I Discrete Random Vectors vs. Continuous Random Vectors

[zr95]

Given a continuous random vector (X,Y) with a joint density function
In order to check whether it is indeed a joint density ƒ(x,y) the method is to check if ∫∫ƒ(x,y)dxdy=1 where the integrals limits follow the bounds of x and y.

However, is it the case that if given an arbitrary discrete random vector (X,Y) with a joint density function:
In order to check whether it is indeed a joint density ƒ(x,y) the method is to check if ∑∑ƒ(x,y)=1 where the summations are, given bounds, for all those x and y.

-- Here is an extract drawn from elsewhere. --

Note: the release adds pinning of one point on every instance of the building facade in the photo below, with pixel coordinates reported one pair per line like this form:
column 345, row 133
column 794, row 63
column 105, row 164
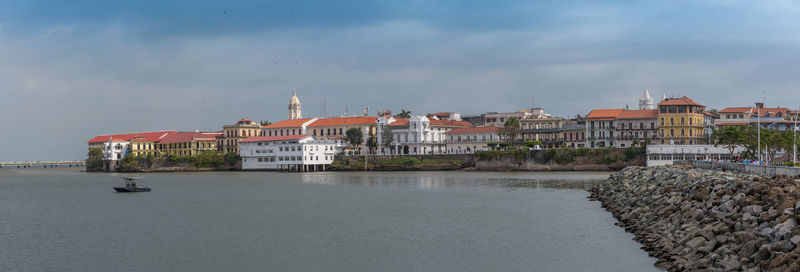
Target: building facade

Or are they both the ∫∫ f(x,y)dxdy=1? I know further on for finding the expectation and such that discrete uses the summation and continuous takes the integral but not sure if it differs in the first step or why it does.

 

[mathman]

The sum can be looked at as an integral using delta functions. Is that what you are aiming for?

 

[chiro]

Technically the measure changes and the requirements for axiomatic probability are quite precise - and often difficult to follow.

If you are interested in this then you can find it in a graduate (or "pure") probability course that involves measure theory, sigma algebras, and the use of set theory to make probability rigorous over a variety of spaces (which as it turns out - is quite difficult).

A course on financial calculus (as a graduate offering) will cover this in one form or another.